The Organization for Economic Cooperation and Development (OECD) estimates that in 2010 American individuals and businesses paid taxes (federal, state, and local) that amounted to 24.8 percent of US gross domestic product. That compares with 33.8 percent of GDP for the OECD overall, encompassing more than 30 advanced economies.
That’s a big gap. Nine percentage points of GDP, to be precise.
And every other large advanced economy in the world ranks higher than the US in the percentage of GDP paid in taxes.
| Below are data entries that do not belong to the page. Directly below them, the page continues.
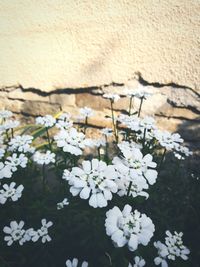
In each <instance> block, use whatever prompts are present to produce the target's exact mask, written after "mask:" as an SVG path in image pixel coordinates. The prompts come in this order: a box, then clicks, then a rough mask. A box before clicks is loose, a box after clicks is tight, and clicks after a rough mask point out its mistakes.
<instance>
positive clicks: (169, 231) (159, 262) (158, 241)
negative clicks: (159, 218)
mask: <svg viewBox="0 0 200 267" xmlns="http://www.w3.org/2000/svg"><path fill="white" fill-rule="evenodd" d="M182 236H183V233H182V232H180V233H177V232H176V231H175V232H174V234H172V233H171V232H170V231H166V237H165V244H163V243H161V242H160V241H157V242H154V246H155V247H156V248H157V250H158V257H156V258H155V259H154V263H155V264H156V265H159V264H161V267H163V266H164V267H165V266H166V267H167V266H168V264H167V259H168V260H173V261H175V259H176V257H180V258H182V259H183V260H187V259H188V254H189V253H190V250H189V249H188V248H187V247H185V246H184V245H183V241H182Z"/></svg>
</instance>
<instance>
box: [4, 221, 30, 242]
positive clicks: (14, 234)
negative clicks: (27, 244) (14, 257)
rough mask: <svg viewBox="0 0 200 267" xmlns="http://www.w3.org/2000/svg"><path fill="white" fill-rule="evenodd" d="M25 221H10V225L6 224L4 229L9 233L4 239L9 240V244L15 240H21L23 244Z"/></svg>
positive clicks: (21, 241) (15, 240) (5, 236)
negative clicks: (23, 237) (24, 223)
mask: <svg viewBox="0 0 200 267" xmlns="http://www.w3.org/2000/svg"><path fill="white" fill-rule="evenodd" d="M23 226H24V222H23V221H20V222H19V223H17V222H16V221H11V222H10V227H8V226H5V227H4V228H3V231H4V233H5V234H8V235H6V236H5V237H4V240H5V241H6V242H7V245H8V246H11V245H12V244H13V242H17V241H18V242H19V244H20V245H23V243H24V240H23V235H24V233H25V230H24V229H23Z"/></svg>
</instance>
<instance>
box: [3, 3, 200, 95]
mask: <svg viewBox="0 0 200 267" xmlns="http://www.w3.org/2000/svg"><path fill="white" fill-rule="evenodd" d="M199 13H200V1H199V0H190V1H189V0H162V1H160V0H145V1H143V0H134V1H133V0H109V1H104V0H93V1H91V0H83V1H80V0H74V1H71V0H54V1H52V0H44V1H33V0H1V1H0V61H1V65H0V87H3V86H10V85H17V84H21V85H22V86H23V87H24V88H30V87H33V88H39V89H41V90H43V91H52V90H53V89H55V88H69V87H70V88H78V87H89V86H99V85H103V84H110V83H111V82H112V81H114V82H117V83H126V82H127V81H128V80H129V79H131V78H133V77H134V75H135V73H136V72H138V71H139V72H141V73H142V75H143V77H144V78H145V79H146V80H148V81H149V82H159V83H164V84H167V83H171V82H173V83H176V84H179V85H185V86H187V87H191V88H193V89H195V90H198V89H199V84H200V69H199V44H200V39H199V36H200V16H199Z"/></svg>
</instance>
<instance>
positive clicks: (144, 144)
mask: <svg viewBox="0 0 200 267" xmlns="http://www.w3.org/2000/svg"><path fill="white" fill-rule="evenodd" d="M146 131H147V129H146V128H145V129H144V135H143V142H142V143H143V148H144V146H145V138H146Z"/></svg>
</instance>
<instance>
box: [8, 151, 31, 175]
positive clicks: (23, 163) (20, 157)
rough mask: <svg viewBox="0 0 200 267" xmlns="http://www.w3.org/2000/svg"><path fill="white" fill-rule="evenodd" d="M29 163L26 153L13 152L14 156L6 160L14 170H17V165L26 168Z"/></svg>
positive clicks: (14, 170) (12, 154)
mask: <svg viewBox="0 0 200 267" xmlns="http://www.w3.org/2000/svg"><path fill="white" fill-rule="evenodd" d="M27 163H28V158H27V157H26V156H25V155H24V154H19V156H18V155H17V154H16V153H13V154H12V156H10V157H7V158H6V161H5V165H7V166H9V167H10V170H11V171H12V172H15V171H17V167H18V166H20V167H21V168H26V166H27Z"/></svg>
On the OECD list, only Chile and Mexico have lower overall taxes as a share of GDP (about 20 percent and 19 percent, respectively).
Democrats can point to this as evidence that higher taxes should be part of the solution.
In fact, although this idea is politically unpalatable, Congress could close America’s budget deficits over the rest of this decade entirely through tax hikes – and America would still have below-average taxes among OECD nations.
As an illustration, consider that Obama's most recent budget plan (which he proposed in February) envisions bringing deficits down to 3 percent of GDP at the end of the decade through relatively modest changes to current policy: some spending restraint and some tax hikes that amount to about 1 percent of GDP. So, operating from the Obama template, even if you eliminated the plan’s spending restraint, the tax hikes needed to eliminate deficits altogether wouldn’t be large enough to push US taxes up to 34 percent of GDP.
OK, we’ll get real now. Politically that scenario is a nonstarter. The presidential election was a contest between Mitt Romney, who wanted to keep taxes low for all Americans, and Obama, who pledged to keep taxes low for 98 percent of households – while raising them modestly for the rich.
On economic grounds, too, just because other nations tax more doesn’t make their level of taxation the right one. In fact, European tax rates vary widely, ranging from nearly 48 percent of GDP in Denmark to 27.6 percent in Ireland.